For a good solution, Sobel points to the Ladder of Environmental Responsibility in his paper Climate Change Meets Ecophobia. It breaks down age-appropriate activities by grade, helping kids enter the natural world at a confident, measured pace:


Help create seasonal crafts and decorations in the house that are in line with seasonal changes and equinoxes. This is easy enough to do considering kids already decorate for Christmas and Easter. This allows them to tune in to the rhythm of the seasons.

First Grade

Get the kid out to help with flower gardening. This requires fingers in the dirt and incidental contact with worms bugs and plants. It also helps them learn what it takes for things to grow.

Second Grade

Graduate to vegetables. Same story here, though the motivation is amped up by being able to eat the things that come out of the ground.

Third Grade

Get them to keep the yard and neighborhood clean. It develops a sense of stewardship in the world beyond their backyard.

Fourth Grade

Be responsible for home recycling. An even greater sense of stewardship and action here.
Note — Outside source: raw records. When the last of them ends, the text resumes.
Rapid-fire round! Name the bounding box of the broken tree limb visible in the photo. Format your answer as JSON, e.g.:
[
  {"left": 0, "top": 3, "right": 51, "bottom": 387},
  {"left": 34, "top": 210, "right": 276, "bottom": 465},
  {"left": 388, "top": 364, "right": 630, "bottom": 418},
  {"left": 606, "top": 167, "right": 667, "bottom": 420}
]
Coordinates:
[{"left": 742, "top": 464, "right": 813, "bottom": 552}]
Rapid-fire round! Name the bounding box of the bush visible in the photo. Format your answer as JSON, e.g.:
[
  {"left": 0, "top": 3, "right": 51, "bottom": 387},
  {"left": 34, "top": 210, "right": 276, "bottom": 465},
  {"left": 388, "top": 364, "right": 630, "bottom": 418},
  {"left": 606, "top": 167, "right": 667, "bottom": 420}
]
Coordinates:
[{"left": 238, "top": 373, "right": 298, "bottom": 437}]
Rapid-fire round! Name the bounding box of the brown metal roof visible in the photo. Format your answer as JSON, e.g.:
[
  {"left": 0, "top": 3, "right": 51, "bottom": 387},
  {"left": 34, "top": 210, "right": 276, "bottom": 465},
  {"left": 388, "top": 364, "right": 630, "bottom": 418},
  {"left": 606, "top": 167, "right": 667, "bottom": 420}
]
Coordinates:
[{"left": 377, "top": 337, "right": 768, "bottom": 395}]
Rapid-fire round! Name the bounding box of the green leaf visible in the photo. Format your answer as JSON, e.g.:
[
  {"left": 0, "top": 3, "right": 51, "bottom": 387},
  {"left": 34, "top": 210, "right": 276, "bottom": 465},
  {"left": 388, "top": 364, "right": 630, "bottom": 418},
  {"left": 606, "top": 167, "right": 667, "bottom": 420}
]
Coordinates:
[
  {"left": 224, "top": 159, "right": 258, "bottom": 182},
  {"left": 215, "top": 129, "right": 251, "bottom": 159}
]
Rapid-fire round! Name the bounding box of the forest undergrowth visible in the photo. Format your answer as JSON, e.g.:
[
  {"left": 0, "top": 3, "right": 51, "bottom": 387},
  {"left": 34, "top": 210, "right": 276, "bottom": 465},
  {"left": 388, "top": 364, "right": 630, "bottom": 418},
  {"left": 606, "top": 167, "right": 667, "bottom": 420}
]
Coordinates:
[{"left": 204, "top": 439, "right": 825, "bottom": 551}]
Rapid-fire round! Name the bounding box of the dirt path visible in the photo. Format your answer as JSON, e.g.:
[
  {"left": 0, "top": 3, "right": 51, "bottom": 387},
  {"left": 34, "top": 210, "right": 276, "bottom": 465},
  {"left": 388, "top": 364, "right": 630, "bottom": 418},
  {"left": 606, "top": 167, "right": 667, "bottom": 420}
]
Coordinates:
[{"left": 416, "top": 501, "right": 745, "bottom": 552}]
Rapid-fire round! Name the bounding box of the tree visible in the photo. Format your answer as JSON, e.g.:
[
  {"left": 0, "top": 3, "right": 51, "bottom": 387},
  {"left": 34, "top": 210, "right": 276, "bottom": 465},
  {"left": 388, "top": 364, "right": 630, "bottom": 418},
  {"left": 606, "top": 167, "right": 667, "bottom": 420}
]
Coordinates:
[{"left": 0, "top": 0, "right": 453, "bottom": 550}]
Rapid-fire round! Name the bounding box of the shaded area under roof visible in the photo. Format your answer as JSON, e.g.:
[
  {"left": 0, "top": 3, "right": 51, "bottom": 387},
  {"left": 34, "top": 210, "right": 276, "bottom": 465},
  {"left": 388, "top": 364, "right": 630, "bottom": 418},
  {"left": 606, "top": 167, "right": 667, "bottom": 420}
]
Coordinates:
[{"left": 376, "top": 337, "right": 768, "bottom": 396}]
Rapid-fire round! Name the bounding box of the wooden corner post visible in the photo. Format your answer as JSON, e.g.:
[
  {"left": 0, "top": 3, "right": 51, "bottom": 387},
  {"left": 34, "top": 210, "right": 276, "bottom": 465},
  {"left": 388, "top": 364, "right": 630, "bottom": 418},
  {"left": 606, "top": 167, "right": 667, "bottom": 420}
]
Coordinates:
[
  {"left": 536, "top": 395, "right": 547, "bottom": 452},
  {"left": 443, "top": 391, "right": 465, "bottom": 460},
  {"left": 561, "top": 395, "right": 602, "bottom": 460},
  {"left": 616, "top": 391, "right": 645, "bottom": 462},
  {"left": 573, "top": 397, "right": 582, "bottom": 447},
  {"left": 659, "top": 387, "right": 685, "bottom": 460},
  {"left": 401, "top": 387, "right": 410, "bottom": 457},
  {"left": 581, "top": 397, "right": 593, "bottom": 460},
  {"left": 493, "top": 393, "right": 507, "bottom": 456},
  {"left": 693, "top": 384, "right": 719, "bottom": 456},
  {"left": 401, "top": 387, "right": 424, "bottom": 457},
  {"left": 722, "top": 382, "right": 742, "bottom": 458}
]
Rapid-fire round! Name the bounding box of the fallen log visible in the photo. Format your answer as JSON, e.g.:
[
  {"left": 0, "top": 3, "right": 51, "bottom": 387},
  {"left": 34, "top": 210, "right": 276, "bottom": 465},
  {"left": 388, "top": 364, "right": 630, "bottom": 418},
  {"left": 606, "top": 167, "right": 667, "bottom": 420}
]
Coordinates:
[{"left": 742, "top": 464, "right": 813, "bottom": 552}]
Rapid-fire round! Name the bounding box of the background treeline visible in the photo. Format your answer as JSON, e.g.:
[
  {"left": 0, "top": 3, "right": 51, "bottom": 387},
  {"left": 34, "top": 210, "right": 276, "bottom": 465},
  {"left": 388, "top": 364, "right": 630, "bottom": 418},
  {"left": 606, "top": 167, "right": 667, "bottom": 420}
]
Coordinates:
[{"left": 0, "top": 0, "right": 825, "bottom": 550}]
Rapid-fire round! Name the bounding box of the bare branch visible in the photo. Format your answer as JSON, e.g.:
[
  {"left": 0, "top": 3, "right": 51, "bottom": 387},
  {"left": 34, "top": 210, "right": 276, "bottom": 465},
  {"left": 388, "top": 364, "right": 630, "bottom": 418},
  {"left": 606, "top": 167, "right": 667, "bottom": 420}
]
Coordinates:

Children begin to feel as if something they are doing actively matters.

Fifth Grade

Start composting. This is an awesome way to learn about the circle of life beyond what they’ve gleaned from The Lion King.

Sixth Grade

Have them help monitor and reduce house energy use. That means, for once, the kid gets to tell the parents to turn off the lights.

The plan is a slow burn for sure, but it’s way more effective than inundating children with a white-knuckled fear of a doomed world. Get the whole family outside, be aware of the issues, and greet the warming future without fear.